Shared datasets also enable better collaboration. Your database experts can optimize the SQL without touching report layouts. Report designers can focus on visualizations without worrying about query performance. This separation of concerns improves both quality and development speed.
Performance Optimization via Caching:
SSRS caching for shared datasets is a game-changer for dashboard performance. Configure cache expiration appropriately - we use 15 minutes for operational dashboards, 1 hour for analytical dashboards, and 4 hours for executive summaries. The first user to access any report refreshes the cache, then subsequent users across all 15 dashboard reports hit cached data.
Measured impact from our implementation: database query execution dropped from 450 queries/hour to 60 queries/hour during peak usage. Report rendering time improved from 8-12 seconds to 2-3 seconds for cached hits. The database server CPU utilization during dashboard viewing hours dropped by 65%. These aren’t marginal gains - caching with shared datasets fundamentally changes the performance profile.

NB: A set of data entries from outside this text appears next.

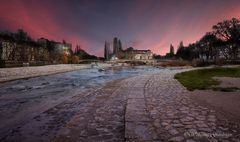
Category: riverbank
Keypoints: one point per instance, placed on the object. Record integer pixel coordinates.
(8, 74)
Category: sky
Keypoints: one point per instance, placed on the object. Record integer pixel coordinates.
(142, 24)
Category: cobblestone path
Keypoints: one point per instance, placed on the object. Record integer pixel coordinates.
(149, 107)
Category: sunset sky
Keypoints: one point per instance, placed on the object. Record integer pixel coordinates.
(143, 24)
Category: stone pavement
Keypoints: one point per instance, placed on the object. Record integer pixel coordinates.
(149, 107)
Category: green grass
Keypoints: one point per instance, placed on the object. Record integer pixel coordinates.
(202, 79)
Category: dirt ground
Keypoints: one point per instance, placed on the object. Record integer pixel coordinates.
(226, 103)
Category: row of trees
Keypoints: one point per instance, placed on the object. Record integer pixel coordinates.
(20, 47)
(223, 42)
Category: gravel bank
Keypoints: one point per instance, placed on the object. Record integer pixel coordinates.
(7, 74)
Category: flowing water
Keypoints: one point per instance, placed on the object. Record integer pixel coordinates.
(24, 99)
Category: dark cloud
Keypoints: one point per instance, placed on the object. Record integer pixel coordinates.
(145, 24)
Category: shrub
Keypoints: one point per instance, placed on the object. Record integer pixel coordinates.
(75, 59)
(63, 59)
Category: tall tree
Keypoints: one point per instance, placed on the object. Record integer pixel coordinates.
(229, 32)
(120, 45)
(171, 50)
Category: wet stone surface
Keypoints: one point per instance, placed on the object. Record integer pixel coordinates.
(147, 107)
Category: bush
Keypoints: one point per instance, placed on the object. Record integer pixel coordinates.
(198, 63)
(63, 59)
(174, 63)
(75, 59)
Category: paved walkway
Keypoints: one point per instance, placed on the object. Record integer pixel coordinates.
(151, 107)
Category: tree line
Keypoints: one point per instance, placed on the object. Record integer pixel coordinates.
(20, 47)
(221, 43)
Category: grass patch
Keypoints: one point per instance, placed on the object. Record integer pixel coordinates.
(202, 79)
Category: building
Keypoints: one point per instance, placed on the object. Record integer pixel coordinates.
(138, 54)
(107, 51)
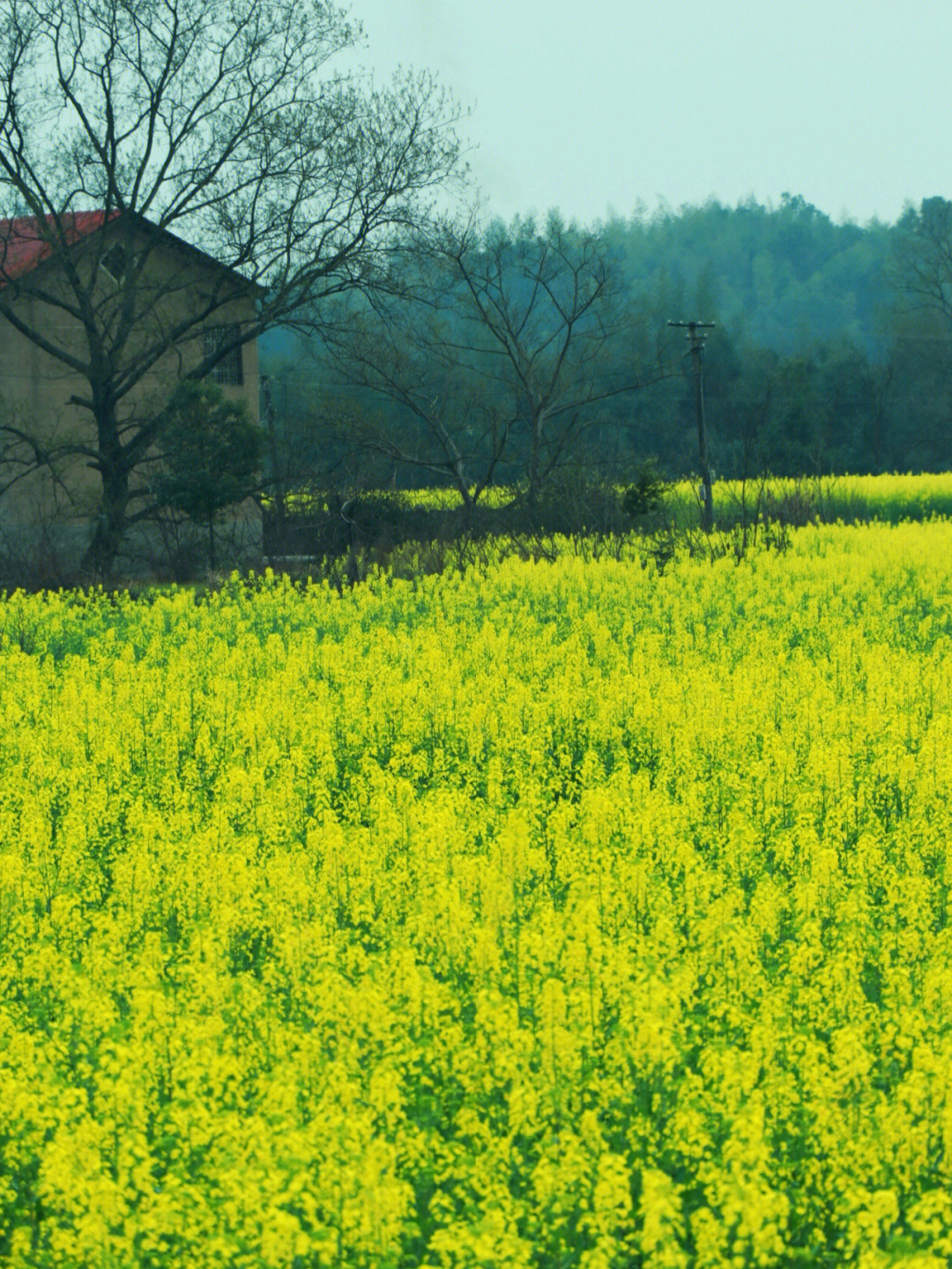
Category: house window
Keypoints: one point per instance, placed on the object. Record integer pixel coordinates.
(230, 370)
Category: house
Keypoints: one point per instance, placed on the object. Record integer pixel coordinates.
(156, 306)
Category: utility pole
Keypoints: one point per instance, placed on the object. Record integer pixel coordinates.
(696, 340)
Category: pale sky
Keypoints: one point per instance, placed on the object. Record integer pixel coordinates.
(602, 104)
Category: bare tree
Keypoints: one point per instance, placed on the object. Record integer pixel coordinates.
(501, 346)
(217, 121)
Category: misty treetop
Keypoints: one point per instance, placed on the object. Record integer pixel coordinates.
(832, 352)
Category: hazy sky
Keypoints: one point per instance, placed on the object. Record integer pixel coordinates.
(604, 103)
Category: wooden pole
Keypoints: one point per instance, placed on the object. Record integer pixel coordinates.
(696, 341)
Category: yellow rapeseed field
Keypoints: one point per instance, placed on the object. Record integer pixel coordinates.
(550, 915)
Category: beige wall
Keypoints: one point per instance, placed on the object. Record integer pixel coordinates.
(37, 390)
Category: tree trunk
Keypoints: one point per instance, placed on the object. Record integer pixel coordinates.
(110, 525)
(535, 459)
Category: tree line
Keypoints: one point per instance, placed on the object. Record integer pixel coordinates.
(405, 343)
(525, 352)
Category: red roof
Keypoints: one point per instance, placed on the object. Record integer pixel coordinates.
(22, 246)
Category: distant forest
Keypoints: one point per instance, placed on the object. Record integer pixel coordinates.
(832, 352)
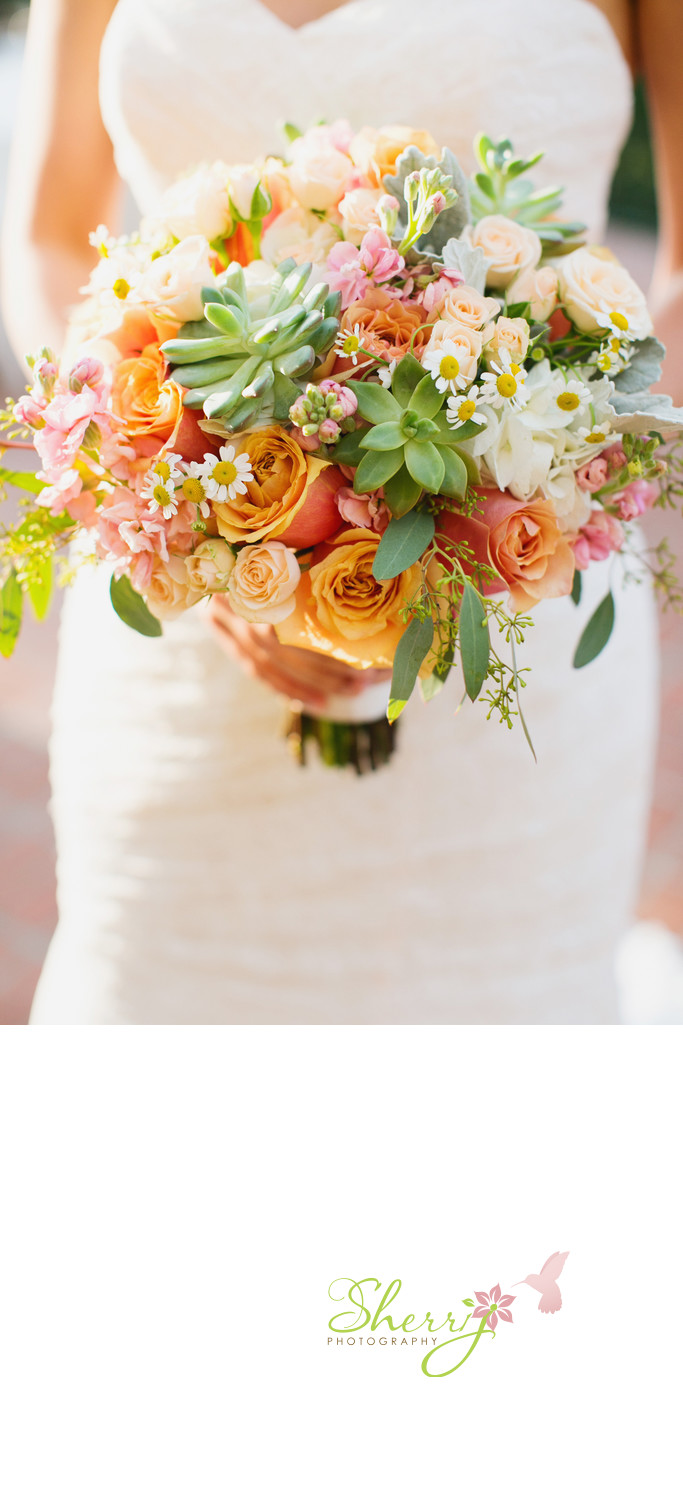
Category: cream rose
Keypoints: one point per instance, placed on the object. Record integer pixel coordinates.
(466, 344)
(319, 175)
(197, 204)
(509, 334)
(540, 288)
(298, 234)
(263, 581)
(209, 566)
(507, 245)
(358, 212)
(591, 285)
(167, 592)
(173, 283)
(469, 307)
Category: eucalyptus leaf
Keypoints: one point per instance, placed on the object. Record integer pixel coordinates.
(407, 662)
(376, 404)
(11, 607)
(403, 543)
(644, 367)
(474, 639)
(131, 608)
(597, 633)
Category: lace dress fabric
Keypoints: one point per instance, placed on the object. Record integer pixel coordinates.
(202, 876)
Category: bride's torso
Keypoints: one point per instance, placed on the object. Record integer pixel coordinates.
(184, 81)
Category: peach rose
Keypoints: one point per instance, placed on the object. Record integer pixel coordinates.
(376, 151)
(145, 400)
(469, 307)
(282, 476)
(167, 592)
(507, 245)
(343, 610)
(263, 581)
(521, 541)
(540, 288)
(386, 324)
(173, 283)
(591, 285)
(509, 334)
(467, 344)
(319, 175)
(209, 566)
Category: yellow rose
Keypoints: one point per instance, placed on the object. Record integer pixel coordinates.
(592, 285)
(281, 479)
(263, 583)
(343, 610)
(509, 334)
(507, 245)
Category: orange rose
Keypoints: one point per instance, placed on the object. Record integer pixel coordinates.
(343, 610)
(376, 151)
(145, 398)
(521, 541)
(282, 474)
(386, 325)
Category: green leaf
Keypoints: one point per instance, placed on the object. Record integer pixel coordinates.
(11, 605)
(376, 468)
(24, 479)
(41, 589)
(401, 492)
(407, 662)
(131, 608)
(597, 632)
(403, 543)
(455, 479)
(425, 464)
(427, 400)
(474, 639)
(384, 437)
(376, 404)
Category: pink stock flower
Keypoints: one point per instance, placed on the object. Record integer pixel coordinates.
(495, 1301)
(363, 511)
(352, 270)
(636, 498)
(597, 540)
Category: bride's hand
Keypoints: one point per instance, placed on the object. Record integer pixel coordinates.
(303, 675)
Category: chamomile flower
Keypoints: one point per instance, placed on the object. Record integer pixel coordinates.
(443, 365)
(385, 373)
(504, 385)
(224, 477)
(463, 407)
(573, 397)
(351, 343)
(160, 486)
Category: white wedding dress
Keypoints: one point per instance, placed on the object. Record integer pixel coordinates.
(203, 878)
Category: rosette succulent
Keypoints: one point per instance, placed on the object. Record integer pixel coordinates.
(242, 359)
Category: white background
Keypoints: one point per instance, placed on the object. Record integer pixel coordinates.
(175, 1204)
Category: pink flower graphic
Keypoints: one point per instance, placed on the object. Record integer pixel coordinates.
(495, 1301)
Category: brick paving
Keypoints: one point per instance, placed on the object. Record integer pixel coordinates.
(27, 900)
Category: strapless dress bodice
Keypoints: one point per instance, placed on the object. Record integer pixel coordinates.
(185, 81)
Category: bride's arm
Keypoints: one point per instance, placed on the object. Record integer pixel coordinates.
(661, 51)
(61, 176)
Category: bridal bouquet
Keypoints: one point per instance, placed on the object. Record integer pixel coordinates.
(382, 407)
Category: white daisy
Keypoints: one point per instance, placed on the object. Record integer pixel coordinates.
(463, 407)
(225, 476)
(504, 385)
(443, 365)
(351, 343)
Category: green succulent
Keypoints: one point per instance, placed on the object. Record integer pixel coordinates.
(410, 446)
(242, 361)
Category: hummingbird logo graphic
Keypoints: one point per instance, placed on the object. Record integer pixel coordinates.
(546, 1283)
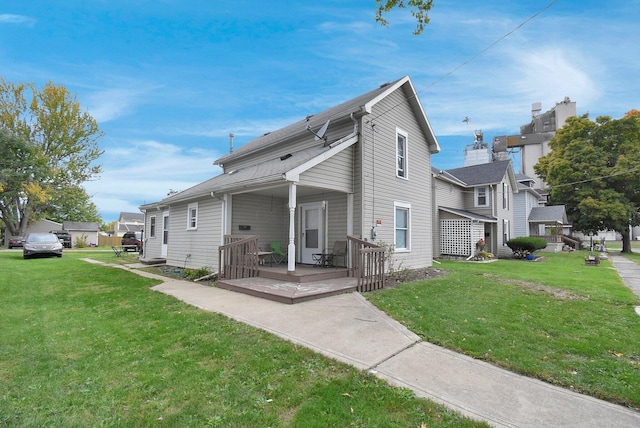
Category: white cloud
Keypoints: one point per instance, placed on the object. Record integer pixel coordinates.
(145, 171)
(17, 19)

One important configuration: set cache expiration based on data volatility, not arbitrary time periods. Sales data updated every 30 minutes? Cache for 30 minutes. Static reference data? Cache for 24 hours. Match your cache strategy to actual data refresh patterns.
Data Access Control:
Shared datasets actually improve security compared to embedded datasets. Define your security parameters once in the shared dataset - typically User!UserID or custom parameters mapped to security tables. Every report that uses that dataset automatically inherits the security filtering. No risk of a developer forgetting to add the WHERE clause in one report.
We implement row-level security by passing User!UserID to a shared dataset parameter, which the query uses to join against a security dimension table. When security rules change (new territories, different manager assignments), we update the security table and all 15 dashboards immediately reflect the new permissions. No report changes needed.
For different permission levels, create separate shared datasets with appropriate security contexts rather than trying to make one dataset handle all scenarios. SharedDS_Sales_Manager and SharedDS_Sales_Rep are clearer and more maintainable than complex conditional logic in one dataset.
Practical Implementation Pattern:
For your 15-dashboard scenario, I recommend this structure:
- Create 3-5 base shared datasets covering your core data domains (Sales, Customers, Products, etc.)
- Use parameters extensively - date ranges, user context, status filters
- When a report needs custom columns, create a report-specific embedded dataset that references the shared dataset as a data source, then add calculated fields
- Establish naming conventions: SharedDS_Domain_Purpose (e.g., SharedDS_Sales_Dashboard, SharedDS_Customer_Detail)
- Store shared datasets in a dedicated folder structure separate from reports for better organization
When Direct Connections Make Sense:
There are edge cases where embedded datasets are appropriate: one-off ad-hoc reports, reports with truly unique queries that won’t be reused, or simple reports pulling from a single table with no complex logic. But for a coordinated dashboard solution, shared datasets provide overwhelming advantages in maintenance, performance, and security.
The flexibility concern you mentioned is valid but manageable. Yes, you’ll create multiple shared datasets, but that’s preferable to duplicating query logic across reports. Think of shared datasets as reusable components - you’ll build a library over time that accelerates new dashboard development. After six months, we had 20 shared datasets supporting 40+ reports, and new dashboard development time decreased by 40% because we were assembling from existing components rather than writing queries from scratch.